As a mother, there are just certain things you know you need to do for your children. No one knows that better than Kelly Fitch, 40, of Little Hocking. When Fitch's son, Devin, was 15 months old he was having vision problems.
"His vision was so bad at the beginning but we caught it early," she said. "(Seeking treatment) was something we just had to do, regardless (of finances)."
Devin, now 6 and a kindergarten student at Barlow-Vincent Elementary, needed glasses to correct a muscle development issue and also was nearsighted. Specialists at Nationwide Children's Hospital have been working with Devin and his family and if all goes well, Devin could be without glasses as early as next week.

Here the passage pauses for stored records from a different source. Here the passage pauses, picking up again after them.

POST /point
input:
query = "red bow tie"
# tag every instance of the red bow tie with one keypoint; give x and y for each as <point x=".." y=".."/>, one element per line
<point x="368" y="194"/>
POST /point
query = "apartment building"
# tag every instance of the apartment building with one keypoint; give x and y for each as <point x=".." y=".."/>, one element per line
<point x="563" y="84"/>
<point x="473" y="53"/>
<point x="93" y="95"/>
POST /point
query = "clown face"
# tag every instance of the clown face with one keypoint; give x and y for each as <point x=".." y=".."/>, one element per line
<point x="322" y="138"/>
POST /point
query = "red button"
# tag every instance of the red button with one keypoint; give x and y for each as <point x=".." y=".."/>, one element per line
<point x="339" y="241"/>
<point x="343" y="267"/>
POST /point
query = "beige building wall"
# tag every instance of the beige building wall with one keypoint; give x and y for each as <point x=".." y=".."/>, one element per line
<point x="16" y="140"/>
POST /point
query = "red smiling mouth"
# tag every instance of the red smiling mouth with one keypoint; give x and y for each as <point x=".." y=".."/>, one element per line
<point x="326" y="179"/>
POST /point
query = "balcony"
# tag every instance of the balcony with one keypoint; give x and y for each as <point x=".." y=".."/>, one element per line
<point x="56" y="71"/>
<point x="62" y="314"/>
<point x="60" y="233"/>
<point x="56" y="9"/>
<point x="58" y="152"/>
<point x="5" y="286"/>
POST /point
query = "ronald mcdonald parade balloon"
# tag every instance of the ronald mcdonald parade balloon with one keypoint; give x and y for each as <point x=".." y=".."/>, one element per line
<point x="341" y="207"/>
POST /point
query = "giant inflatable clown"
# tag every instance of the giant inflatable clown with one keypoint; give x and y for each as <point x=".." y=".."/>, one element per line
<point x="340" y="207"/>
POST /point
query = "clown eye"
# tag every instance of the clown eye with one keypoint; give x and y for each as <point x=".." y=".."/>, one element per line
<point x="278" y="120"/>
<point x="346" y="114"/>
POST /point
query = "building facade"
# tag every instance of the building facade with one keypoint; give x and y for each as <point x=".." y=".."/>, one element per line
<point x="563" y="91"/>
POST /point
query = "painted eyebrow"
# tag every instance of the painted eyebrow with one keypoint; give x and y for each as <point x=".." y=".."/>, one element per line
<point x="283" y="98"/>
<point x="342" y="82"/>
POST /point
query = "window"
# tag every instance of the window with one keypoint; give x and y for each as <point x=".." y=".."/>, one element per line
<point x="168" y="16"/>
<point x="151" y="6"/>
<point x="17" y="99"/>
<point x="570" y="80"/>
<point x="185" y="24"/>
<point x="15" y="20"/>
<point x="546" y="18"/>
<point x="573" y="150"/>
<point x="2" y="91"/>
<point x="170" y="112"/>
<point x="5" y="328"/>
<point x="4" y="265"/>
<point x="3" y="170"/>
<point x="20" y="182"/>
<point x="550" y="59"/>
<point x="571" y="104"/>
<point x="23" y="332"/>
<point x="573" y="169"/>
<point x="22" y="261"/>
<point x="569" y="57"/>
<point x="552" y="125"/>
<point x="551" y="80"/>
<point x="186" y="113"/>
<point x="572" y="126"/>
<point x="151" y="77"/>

ERIN O’NEILL The Marietta Times
Renea Ball, a school nurse with Marietta City Schools, asks a Harmar Elementary student to identify shapes on an eye chart Thursday afternoon at the school. Children are screened through the schools beginning in kindergarten.
"It's just amazing to see how much they have been corrected," Fitch said.
Devin isn't alone, however. Many grade school age children are being prescribed glasses to deal with a variety of vision problems.
Renea Ball, a registered nurse who works for Marietta City Schools, works with students and parents when a school screening indicates that a child might have a vision problem.
Signs your child may need glasses
Holding books close to face when reading
Squinting, tilting, turning head or closing one eye to look at things
Losing place when reading or using finger as a guide
Difficulty seeing blackboard or Smartboard
Excessive blinking or eye rubbing
Complaining of headaches
Source: Times research
Things to look for in glasses
High-impact or polycarbonite lenses
Styles in colors or with characters that the child likes
Frames that will grow with your child to extend the length of time they are able to be worn
Justin Bieber-style plastic frames and bright colors are currently popular
Glasses that are covered by warranty
Source: Patty Carpenter, Eye Care Associates
"Unfortunately, the state only requires that we do distance screening so we recommend that students be seen at least once a year by an optometrist, who can check for diseases of the eye or muscle problems," Ball said.
On the elementary level, kindergarten, first-, third- and fifth-grade students are screened in the fall.
"We understand at this age there may be a problem with understanding the directions so we screen twice before we send a referral home to the parents," Ball said.
Often Dr. Matt Ingram and the other doctors at Eye Care Associates in Marietta see these referrals. The office is also a provider of the American Optometric Association's InfantSEE program, which offers vision assessments for infants in their first year of life, free of charge. A vision clinic is also offered through the city of Marietta and the Washington County Health Department once a quarter.
"School screenings can catch a lot of children that have eye problems but they can't really take the place of a comprehensive eye exam," Ingram said.
Nearsightedness, or myopia, tends to come on in a hurry with grade schoolers and particularly middle schoolers, while farsightedness, or hyperopia, is something that many children have at birth.
"Genetics is the biggest factor but there are other factors that can contribute to nearsightedness," Ingram said. Some signs to look for are squinting, headaches and avoidance of school work. Ingram said it is recommended that children are seen at age 3, at the start of school and once the child starts school, once a year.
And while the biggest concern for mom and dad may be for their child to be able to see better, some parents are also concerned that their child will be embarrassed to wear glasses or it will be a daily struggle to locate, clean and take care of the spectacles.
Luckily, according to Patty Carpenter, an employee of Eye Care Associates with "40-plus" years of experience, times have changed and children today aren't usually made fun of for wearing glasses.
"The trends have been really fun to look at over the years," she said. "Kids are really excited about getting glasses today."
Fitch, who said that her young son is one of two in his class with glasses, noted that he didn't feel uncomfortable at all having to wear glasses and that he hasn't had to deal with any name calling.
"For him, it's second nature. He does everything with his glasses except go to bed," she said.
Getting the child involved in the process of choosing glasses is an important part of having the child accept his or her new look.
"It really helps for the parents to talk to the child before they come in, find out what their favorite color is or talk about someone they know that has glasses. There are even books to read," said Carpenter.
It is also important to look for glasses that are going to grow with the child and could last a little longer.
Typically it is recommended that glasses be adjusted every six months.